Whatever Happened To The Rock Bands That Broke Out In 1973?

via @Steven Tyler | Facebook

In the annals of music history, the year 1973 stands out as a time when rock and metal music were reaching new heights. Let’s delve into the stories of the bands that emerged during this iconic year and trace their journeys through the decades.


What transpired in the year 1973:

In 1973, Boston-based rockers Aerosmith released their self-titled debut album. While it didn’t immediately catapult them to superstardom, it laid the foundation for their future success. The power ballad “Dream On” made a modest impact, peaking at No. 59 on the Billboard Hot 100. Despite the slow start, Aerosmith persevered.

What transpired after:

Heavy touring eventually paid off, with their second album, “Get Your Wings,” gaining momentum.

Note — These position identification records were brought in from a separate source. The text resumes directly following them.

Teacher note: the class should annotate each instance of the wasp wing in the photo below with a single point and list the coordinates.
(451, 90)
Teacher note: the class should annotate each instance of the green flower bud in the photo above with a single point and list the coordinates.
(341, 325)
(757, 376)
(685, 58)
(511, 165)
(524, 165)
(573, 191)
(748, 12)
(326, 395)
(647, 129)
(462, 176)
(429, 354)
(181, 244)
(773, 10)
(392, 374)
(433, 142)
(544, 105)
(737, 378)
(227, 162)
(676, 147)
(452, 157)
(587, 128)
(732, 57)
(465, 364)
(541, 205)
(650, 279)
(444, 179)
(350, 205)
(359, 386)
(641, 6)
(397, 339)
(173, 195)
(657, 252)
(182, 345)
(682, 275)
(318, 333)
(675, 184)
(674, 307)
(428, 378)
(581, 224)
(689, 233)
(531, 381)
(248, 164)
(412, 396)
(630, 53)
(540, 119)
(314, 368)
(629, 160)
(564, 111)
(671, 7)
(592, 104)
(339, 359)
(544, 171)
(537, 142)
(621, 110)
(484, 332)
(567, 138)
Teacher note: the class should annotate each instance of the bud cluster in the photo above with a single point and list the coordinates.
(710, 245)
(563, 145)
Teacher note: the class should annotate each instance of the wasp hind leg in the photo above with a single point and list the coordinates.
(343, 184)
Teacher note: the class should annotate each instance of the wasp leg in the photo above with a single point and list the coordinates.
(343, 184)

However, it was “Toys in the Attic” that solidified their status as one of the great emerging rock bands of the ’70s. “Sweet Emotion” became their first Top 40 hit in 1975, and a reissue of “Dream On” that same year reached No. 6 on the Hot 100.

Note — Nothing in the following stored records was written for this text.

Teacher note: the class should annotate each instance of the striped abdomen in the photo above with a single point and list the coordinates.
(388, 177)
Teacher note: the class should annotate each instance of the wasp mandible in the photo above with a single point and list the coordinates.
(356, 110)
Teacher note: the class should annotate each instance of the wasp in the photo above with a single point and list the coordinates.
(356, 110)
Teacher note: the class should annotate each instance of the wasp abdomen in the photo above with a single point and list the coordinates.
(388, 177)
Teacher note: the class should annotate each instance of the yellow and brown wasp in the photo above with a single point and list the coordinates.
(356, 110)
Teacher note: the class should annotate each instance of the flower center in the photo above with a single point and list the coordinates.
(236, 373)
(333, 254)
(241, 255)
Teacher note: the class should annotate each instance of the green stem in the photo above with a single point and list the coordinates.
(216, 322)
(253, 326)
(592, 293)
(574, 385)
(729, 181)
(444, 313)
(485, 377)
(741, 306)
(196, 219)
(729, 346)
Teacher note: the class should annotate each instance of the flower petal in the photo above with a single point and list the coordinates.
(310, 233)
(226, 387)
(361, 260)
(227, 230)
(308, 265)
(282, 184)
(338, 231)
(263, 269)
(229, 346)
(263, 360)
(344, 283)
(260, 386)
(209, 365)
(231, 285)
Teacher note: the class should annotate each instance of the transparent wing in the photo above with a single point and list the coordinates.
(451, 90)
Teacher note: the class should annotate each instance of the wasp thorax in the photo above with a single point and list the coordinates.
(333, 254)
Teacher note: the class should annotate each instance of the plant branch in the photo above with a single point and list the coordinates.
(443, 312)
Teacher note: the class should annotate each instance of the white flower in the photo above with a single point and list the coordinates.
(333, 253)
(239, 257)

The ’70s closed with a bang for Aerosmith, delivering hits like “Walk This Way,” “Last Child,” and “Back in the Saddle.” But internal conflicts, drug use, and declining sales threatened to derail the band. By 1984, Joe Perry and Brad Whitford negotiated their return, marking a second act for Aerosmith.

Their collaboration with rap stars Run-D.M.C. on a remake of “Walk This Way” in 1986 bridged the gap between rap and rock, rejuvenating the band’s career. A new generation of fans embraced hits like “Dude (Looks Like a Lady),” “Angel,” and “Rag Doll.” The ’90s brought more chart-toppers, including “I Don’t Want to Miss a Thing.”

Aerosmith’s legacy is etched in stone, with over 150 million albums sold worldwide, four Grammy Awards, and induction into the Rock and Roll Hall of Fame in 2001.

Brownsville Station

What transpired in the year 1973:

Brownsville Station, a rock band hailing from Michigan, had been active since the late ’60s. It wasn’t until their third album, “Yeah!” in 1973, that they made a significant impact. The single “Let Your Yeah Be Yeah” reached No. 57 on the charts, but it was “Smokin’ in the Boys Room” that solidified their position, climbing to No. 3 on the U.S. Hot 100.

What transpired after:

Following the success of “Smokin’ in the Boys Room,” their 1974 album “School Punks” generated modest hits with “I’m the Leader of the Gang” and “Kings of the Party.” However, Brownsville Station couldn’t replicate the triumph of their breakout hit. Three more studio albums followed before the band disbanded in 1979.

In 2012, guitarist Mike Lutz and drummer Henry Weck resurrected Brownsville Station, releasing the album “Still Smokin’.” While their heyday was in the ’70s, their music continues to echo through time.

Lynyrd Skynyrd

What transpired in the year 1973:

The roots of Lynyrd Skynyrd trace back to 1964, and by 1973, they released their debut album “(Pronounced ‘Lĕh-‘nérd ‘Skin-‘nérd),” featuring Southern rock anthems like “Sweet Home Alabama,” “Free Bird,” and “Simple Man.” These songs helped establish them as major influences on ’70s Southern rock.

What transpired after:

Lynyrd Skynyrd continued their hot streak with albums like “Second Helping,” “Nuthin’ Fancy,” and “Gimme Back My Bullets,” producing hits such as “Call Me the Breeze” and “Double Trouble.” Tragedy struck in 1977 when a plane crash claimed the lives of Ronnie Van Zant, Steve Gaines, and Cassie Gaines, among others.


The Marshall Tucker Band

What transpired in the year 1973:

While Lynyrd Skynyrd spearheaded the Southern Rock movement in the early ’70s, they weren’t alone. South Carolina rockers The Marshall Tucker Band also rose to prominence, starting with their 1973 self-titled debut album. Songs like “Can’t You See” and “Take the Highway” showcased their Southern rock prowess.

What transpired after:

The band continued their success with eight albums throughout the ’70s, with “Searchin’ for a Rainbow” being a standout. Hits like “Fire on the Mountain,” “Heard It in a Love Song,” and “Dream Lover” kept them on the airwaves.

Despite facing challenges, including the loss of bassist Tommy Caldwell in the early ’80s, The Marshall Tucker Band carried on. They’ve released 22 studio albums, with Doug Gray as the sole original member remaining in the band.